Designs come and go, but some manage to become icons in their field. There are quite a few such designs in the larger furniture market, especially in the categories of tables and chairs. More than a century ago, a particular wooden design shattered expectations and became the precursor of mass-produced chairs for years, even decades, to come. It has since then inspired many product designers not only to follow in this chair’s footsteps but also to improve on it or even reimagine it with modern techniques and sensibilities. One such ode turns what was primarily a utilitarian design into an art object, exaggerating the structure and form that gave the No. 14 Chair its identity.

Designer: Jiri Krejcirik

Wooden chairs have, of course, been around for centuries, but most of them were often made with elaborate hand-carved designs that didn’t scale well for mass production.

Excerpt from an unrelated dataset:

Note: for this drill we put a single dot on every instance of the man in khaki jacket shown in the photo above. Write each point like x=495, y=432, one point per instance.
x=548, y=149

In 1859, the Thonet company revolutionized the furniture industry with the No. 14 Chair, or simply the Chair 14, which could indeed be put through a pipeline but still looked elegant in its simplicity. Its most characteristic design was the steam-bent wooden rods that formed the chair’s back, legs, and support.

More than 160 years after its birth, a new design breathes new life into that classic chair and dials it up to eleven. But rather than modernizing the original design, “Ode to Chair 14” reinterprets it from a different angle, one that puts form and aesthetics on a pedestal. While the original No. 14 adopted bent wood to give a mass-produced design more style and elegance, this particular rendition turns that design element into an art form, transforming the chair from a piece of furniture into an art object.

The Ode to Chair 14’s base is similar to the original, with a circular seat supported by four curved legs joined by a ring midway down their length. Where it differs, however, is the backrest, where what would have been a simple arching curve almost spirals out of control and loops repeatedly until it forms a row of intersecting rings. It gives the chair a character that is both eccentric and regal at the same time.

Despite its glossy blue hue, the chair is still made from bentwood beech wood just like the original design. In a way, it demonstrates how production processes have advanced to the point of making even such complex shapes possible. At the same time, however, it retains the same structural simplicity as the first Chair 14, a vision that paved the way for a new breed of chairs for decades to come.